Java TOPIC 26 – DRAWING GRAPHS LESSON NOTE COMPLEXITY Drawing
a graph onto screen can become very complex.
First, you must distribute the vertices far away from each other. You probably want to fill the area well. Then you must draw the edges. And then, you have to consider if the edges
cross in a strange way. Or perhaps the
look of the graph is way more messy than it should
be. So…. You restart…. J OUR DRAWING METHODS At
current time, Mr. Campeau has implemented three simple drawing methods that
make use of NOOPDraw. These methods are simple and are very
capable of drawing "bad" graphs. The
hope is that over time, new methods (perhaps student solutions) will be added
to the file in order to give us more options.

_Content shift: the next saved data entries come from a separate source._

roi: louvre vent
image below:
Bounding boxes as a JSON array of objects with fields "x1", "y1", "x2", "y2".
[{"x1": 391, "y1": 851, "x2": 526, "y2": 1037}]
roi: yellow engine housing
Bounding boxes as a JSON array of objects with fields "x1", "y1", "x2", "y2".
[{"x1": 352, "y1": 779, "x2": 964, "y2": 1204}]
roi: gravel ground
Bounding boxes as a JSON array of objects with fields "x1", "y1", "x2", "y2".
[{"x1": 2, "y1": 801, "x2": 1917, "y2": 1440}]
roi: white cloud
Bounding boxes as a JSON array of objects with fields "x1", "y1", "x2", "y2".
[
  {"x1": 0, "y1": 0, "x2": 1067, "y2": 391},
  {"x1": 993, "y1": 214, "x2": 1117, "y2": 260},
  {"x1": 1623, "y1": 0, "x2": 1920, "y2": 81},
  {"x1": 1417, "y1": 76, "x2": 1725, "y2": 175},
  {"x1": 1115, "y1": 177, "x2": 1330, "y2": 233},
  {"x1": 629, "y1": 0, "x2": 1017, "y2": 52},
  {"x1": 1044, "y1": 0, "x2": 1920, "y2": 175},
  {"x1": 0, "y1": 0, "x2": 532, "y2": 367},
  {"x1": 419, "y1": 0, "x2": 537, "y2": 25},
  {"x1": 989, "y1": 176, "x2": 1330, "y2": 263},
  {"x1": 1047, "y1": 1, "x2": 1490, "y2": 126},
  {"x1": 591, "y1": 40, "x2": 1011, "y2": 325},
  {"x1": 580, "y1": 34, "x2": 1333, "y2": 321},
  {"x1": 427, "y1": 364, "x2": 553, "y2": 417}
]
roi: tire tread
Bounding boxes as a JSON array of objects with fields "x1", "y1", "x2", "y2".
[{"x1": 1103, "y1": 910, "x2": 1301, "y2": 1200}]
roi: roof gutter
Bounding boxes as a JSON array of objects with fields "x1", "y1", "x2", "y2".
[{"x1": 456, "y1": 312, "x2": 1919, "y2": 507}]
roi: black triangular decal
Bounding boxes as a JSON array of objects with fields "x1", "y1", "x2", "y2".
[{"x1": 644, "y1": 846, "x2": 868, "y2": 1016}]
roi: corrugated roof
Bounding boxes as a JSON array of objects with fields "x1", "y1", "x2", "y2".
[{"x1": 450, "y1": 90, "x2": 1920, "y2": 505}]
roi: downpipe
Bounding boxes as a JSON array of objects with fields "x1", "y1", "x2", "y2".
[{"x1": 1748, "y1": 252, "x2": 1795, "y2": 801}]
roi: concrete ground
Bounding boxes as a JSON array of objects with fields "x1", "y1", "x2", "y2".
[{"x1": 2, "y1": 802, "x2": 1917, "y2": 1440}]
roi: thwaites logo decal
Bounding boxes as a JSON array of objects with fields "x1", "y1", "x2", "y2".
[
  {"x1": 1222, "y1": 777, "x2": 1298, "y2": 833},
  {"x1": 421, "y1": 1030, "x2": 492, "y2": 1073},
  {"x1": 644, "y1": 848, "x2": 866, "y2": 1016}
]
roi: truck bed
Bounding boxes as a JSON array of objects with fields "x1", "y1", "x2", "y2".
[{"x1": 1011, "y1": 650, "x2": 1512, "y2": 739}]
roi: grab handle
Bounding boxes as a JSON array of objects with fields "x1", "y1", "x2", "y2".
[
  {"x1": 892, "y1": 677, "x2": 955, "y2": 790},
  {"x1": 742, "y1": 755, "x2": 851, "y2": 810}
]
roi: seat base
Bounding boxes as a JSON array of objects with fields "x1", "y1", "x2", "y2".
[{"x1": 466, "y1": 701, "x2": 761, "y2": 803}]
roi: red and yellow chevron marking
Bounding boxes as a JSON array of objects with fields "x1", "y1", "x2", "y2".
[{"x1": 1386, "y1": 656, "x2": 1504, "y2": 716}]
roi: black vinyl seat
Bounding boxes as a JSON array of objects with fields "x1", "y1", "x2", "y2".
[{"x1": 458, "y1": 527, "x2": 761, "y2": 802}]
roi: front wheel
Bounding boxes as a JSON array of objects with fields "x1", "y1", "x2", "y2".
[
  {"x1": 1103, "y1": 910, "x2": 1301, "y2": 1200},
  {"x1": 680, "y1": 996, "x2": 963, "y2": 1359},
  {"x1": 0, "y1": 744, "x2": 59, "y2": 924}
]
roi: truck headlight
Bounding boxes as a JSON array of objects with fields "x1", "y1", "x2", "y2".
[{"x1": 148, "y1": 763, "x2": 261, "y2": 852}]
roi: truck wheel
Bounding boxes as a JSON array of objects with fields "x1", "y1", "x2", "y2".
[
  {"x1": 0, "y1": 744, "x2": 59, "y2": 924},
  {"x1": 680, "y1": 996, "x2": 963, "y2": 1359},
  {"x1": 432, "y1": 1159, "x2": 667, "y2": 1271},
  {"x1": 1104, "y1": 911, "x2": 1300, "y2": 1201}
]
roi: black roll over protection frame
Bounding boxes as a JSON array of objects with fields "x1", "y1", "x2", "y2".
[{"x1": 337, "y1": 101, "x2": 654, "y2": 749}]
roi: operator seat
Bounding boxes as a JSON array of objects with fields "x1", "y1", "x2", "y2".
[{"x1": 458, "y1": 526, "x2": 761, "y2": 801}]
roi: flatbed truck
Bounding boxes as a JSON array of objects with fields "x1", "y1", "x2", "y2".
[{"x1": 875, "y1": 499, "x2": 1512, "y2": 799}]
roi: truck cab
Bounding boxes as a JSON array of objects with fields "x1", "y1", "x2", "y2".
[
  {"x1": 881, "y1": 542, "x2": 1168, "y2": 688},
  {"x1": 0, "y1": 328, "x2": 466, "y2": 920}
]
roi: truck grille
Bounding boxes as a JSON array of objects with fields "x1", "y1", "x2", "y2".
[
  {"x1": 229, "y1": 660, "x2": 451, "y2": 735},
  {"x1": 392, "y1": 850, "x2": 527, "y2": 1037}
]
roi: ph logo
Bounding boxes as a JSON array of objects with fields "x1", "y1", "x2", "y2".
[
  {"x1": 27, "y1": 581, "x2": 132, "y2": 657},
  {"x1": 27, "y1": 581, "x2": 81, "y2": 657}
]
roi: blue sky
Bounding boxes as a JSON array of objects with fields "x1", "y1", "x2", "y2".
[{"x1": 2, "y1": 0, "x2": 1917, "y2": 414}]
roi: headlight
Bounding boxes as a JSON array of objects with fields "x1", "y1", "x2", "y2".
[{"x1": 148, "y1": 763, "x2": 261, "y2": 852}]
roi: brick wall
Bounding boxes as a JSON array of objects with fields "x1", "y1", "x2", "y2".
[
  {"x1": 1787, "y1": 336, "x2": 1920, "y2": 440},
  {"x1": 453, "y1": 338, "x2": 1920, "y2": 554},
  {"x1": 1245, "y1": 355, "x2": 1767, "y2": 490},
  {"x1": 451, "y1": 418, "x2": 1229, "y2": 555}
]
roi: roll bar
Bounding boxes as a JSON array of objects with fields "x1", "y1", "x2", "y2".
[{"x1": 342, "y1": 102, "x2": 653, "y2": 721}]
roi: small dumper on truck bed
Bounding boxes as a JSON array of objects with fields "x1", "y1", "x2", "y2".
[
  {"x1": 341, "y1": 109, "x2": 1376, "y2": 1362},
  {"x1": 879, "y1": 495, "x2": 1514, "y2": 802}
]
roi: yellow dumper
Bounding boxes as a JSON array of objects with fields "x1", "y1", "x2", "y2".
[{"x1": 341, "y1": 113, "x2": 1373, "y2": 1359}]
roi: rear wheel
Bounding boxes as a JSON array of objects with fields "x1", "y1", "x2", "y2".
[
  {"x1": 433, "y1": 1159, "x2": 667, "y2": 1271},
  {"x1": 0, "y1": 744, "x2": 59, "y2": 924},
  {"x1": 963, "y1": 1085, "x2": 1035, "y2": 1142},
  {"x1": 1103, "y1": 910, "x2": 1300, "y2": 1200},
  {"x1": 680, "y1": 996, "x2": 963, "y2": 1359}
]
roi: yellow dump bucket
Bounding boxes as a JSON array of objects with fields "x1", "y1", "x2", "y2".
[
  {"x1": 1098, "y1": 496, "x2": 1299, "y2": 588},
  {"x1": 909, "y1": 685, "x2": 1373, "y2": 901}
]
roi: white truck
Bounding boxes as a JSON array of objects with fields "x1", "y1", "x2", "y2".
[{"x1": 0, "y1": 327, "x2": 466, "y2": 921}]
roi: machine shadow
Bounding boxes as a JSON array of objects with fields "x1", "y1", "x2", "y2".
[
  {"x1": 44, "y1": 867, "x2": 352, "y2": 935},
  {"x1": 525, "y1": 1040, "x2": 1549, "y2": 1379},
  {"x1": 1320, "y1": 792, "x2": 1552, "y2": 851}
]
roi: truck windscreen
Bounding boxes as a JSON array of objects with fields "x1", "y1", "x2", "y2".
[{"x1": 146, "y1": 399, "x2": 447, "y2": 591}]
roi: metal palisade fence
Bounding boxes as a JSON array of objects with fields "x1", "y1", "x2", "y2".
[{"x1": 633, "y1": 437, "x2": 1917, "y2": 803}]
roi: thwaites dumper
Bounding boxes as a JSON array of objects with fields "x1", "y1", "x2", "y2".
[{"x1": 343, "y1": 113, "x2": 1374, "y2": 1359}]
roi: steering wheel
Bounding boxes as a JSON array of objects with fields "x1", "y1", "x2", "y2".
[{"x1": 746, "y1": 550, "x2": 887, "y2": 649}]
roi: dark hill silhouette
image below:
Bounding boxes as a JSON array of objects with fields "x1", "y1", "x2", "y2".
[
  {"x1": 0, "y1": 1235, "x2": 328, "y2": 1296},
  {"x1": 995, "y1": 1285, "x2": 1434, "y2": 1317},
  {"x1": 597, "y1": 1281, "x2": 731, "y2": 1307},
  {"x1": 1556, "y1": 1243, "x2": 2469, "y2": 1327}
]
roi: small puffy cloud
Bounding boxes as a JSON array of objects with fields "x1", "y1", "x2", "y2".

GENERAL STRATEGY There
is a simple general strategy used in all three drawing methods. First, each vertex is associated with a
coordinate on the screen. This is the
difficult step. After that is done, we
simply draw all edges and all vertices based on those coordinates. DRAWING METHOD #1 –
RANDOM This
approach associates vertices with random locations on the screen. Then the graph is drawn accordingly. It works reasonably well consider such a
simple approach but does generate many bad graphs. DRAWING METHOD #2 – GRID
CENTER This
approach separates the drawing area into a grid. Each cell in the grid gets a vertex at its
center. This creates beautifully
aligned graphs. However, this very
alignment leads to confusing edges that might incorrectly pass through other
vertices giving the viewer the false impression that some vertices are
connected. DRAWING METHOD #3 – GRID
OFFSET This
approach again separates the drawing area into a grid but places vertices
randomly inside each cell. The
advantage is that the graph fills the area well and accidental collisions
between edges and vertices are less common than in method #2. However, the vertices are not as nicely
aligned. DRAWING METHOD #4 – THE
CIRCLE (by Evan Duhamel, 2016) This
approach involves placing all vertices along a large circle. The benefit is that no edges will
accidentally pass under (or collide) with an unassociated vertex. One drawback is that there are many many crossovers of edges – something that would be
avoided ideally. But is looks quite
neat! |
|